For this investigation, I will compare different graphs of
y = x2 + bx + 1. I am concerned about how the graph changes
as values of b change. The values of b that
I really want to concentrate on are b = -3, -2, -1, 0,
1, 2, 3
The question is then posed as to what does the changes in
b do to the graph. It is noted that no matter what,
the graphs pass through y = 1 at all values of b.
The graph also helps us to see the roots of each equation.
The graph's intersection with the x-axis, tells the number
of roots and the value of those roots of the equation. If
b < -2 or b > 2 then the equation has two
roots. Those equations when b is less of -2
then both roots are negative, equations where b is greater
than 2, then both roots are positive. Equations where b
is equal to -2 or 2, then the equation has only one root.

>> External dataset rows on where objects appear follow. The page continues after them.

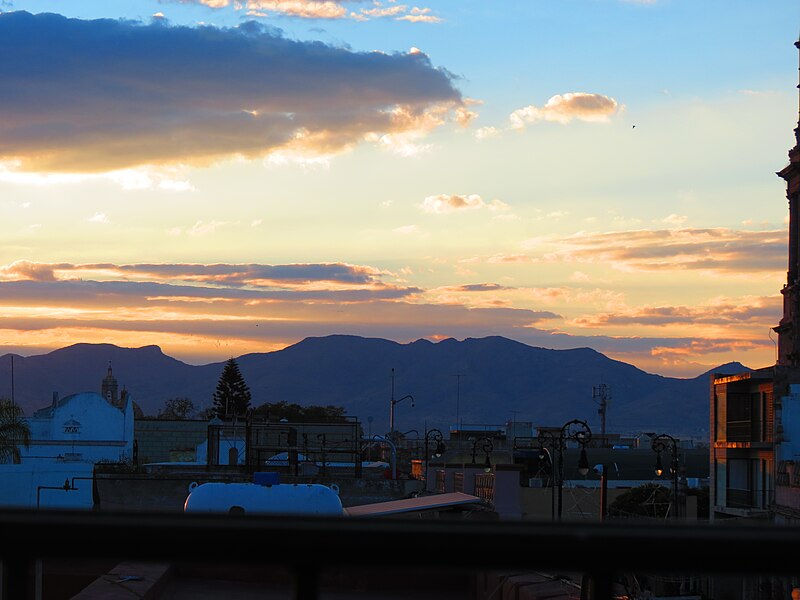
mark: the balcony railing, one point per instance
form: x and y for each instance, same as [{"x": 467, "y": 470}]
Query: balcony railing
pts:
[
  {"x": 306, "y": 546},
  {"x": 738, "y": 498}
]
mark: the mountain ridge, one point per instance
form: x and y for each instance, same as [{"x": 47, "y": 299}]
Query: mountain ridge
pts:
[{"x": 487, "y": 380}]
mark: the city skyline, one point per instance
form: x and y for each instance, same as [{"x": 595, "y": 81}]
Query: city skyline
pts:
[{"x": 219, "y": 178}]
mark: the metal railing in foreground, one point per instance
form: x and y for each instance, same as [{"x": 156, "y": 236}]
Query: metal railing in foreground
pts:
[{"x": 306, "y": 545}]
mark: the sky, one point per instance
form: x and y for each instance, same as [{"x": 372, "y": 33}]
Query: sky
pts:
[{"x": 221, "y": 177}]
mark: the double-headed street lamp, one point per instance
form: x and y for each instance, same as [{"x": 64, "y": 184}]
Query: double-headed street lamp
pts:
[
  {"x": 487, "y": 448},
  {"x": 392, "y": 403},
  {"x": 575, "y": 430},
  {"x": 659, "y": 444},
  {"x": 431, "y": 436}
]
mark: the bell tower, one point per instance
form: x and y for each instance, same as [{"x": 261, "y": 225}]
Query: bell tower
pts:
[
  {"x": 789, "y": 327},
  {"x": 109, "y": 387}
]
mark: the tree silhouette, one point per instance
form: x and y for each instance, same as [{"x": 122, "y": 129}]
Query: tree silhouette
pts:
[
  {"x": 14, "y": 432},
  {"x": 232, "y": 397}
]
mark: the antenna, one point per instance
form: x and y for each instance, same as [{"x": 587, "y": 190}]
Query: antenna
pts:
[
  {"x": 458, "y": 377},
  {"x": 774, "y": 343},
  {"x": 602, "y": 395}
]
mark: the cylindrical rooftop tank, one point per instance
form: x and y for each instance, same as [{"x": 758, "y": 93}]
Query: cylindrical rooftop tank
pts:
[{"x": 295, "y": 499}]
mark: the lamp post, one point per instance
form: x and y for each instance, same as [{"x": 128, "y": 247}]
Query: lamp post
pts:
[
  {"x": 575, "y": 430},
  {"x": 487, "y": 448},
  {"x": 392, "y": 403},
  {"x": 659, "y": 444},
  {"x": 433, "y": 435}
]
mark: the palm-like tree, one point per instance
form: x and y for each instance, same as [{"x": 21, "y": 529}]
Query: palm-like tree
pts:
[{"x": 14, "y": 432}]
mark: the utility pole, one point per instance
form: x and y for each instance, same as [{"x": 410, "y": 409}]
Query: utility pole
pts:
[
  {"x": 458, "y": 377},
  {"x": 602, "y": 395}
]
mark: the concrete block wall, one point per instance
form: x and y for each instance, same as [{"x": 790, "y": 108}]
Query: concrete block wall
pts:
[{"x": 169, "y": 440}]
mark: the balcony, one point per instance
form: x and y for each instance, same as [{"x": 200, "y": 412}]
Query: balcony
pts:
[{"x": 308, "y": 549}]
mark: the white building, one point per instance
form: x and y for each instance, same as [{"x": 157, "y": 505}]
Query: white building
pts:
[{"x": 67, "y": 439}]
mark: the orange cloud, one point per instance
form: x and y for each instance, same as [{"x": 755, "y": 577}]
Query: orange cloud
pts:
[{"x": 713, "y": 249}]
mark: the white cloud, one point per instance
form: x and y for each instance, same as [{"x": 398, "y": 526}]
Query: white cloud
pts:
[
  {"x": 446, "y": 203},
  {"x": 563, "y": 108},
  {"x": 99, "y": 218}
]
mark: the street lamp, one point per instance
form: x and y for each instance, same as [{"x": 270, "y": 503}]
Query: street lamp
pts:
[
  {"x": 659, "y": 444},
  {"x": 487, "y": 448},
  {"x": 433, "y": 435},
  {"x": 392, "y": 403},
  {"x": 575, "y": 430}
]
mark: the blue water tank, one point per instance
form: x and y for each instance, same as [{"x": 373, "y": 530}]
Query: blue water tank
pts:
[
  {"x": 267, "y": 478},
  {"x": 294, "y": 499}
]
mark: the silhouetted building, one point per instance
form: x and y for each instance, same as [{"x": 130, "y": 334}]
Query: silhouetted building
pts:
[{"x": 754, "y": 414}]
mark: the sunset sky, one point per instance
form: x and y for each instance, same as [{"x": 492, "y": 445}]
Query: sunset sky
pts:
[{"x": 219, "y": 177}]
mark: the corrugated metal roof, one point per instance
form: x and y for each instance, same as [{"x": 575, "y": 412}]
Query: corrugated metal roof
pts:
[{"x": 411, "y": 504}]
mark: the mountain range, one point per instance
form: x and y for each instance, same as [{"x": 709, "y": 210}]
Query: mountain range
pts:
[{"x": 477, "y": 381}]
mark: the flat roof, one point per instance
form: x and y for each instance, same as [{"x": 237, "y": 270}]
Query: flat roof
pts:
[{"x": 410, "y": 504}]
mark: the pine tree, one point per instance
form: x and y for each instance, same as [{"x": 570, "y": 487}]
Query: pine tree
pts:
[{"x": 232, "y": 397}]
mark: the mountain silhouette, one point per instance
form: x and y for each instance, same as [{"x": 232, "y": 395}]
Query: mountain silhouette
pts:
[{"x": 477, "y": 381}]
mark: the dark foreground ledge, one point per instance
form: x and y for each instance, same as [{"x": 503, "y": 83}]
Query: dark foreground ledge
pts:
[{"x": 308, "y": 545}]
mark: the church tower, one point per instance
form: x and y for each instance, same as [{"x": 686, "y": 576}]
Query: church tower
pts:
[
  {"x": 110, "y": 388},
  {"x": 789, "y": 328}
]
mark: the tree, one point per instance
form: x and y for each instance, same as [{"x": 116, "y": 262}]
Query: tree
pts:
[
  {"x": 14, "y": 432},
  {"x": 648, "y": 500},
  {"x": 232, "y": 396},
  {"x": 177, "y": 408},
  {"x": 294, "y": 413}
]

Finally b is greater than -2 but less than 2 then there
are no real roots to the equation.
Another interesting part of this graph is the vertices of
each equation. If these vertices are connected, a new parabola,
facing downward is formed.
In this investigation, it was discovered that given an equation
of y = ax2 + bx + c, if a and c remain
constant but b varies then the locus of the vertices of
all parabolas will also form a parabola. This investigation
would be very beneficial to a 8th or 9th grade Algebra student
in learning the value of graphing equations.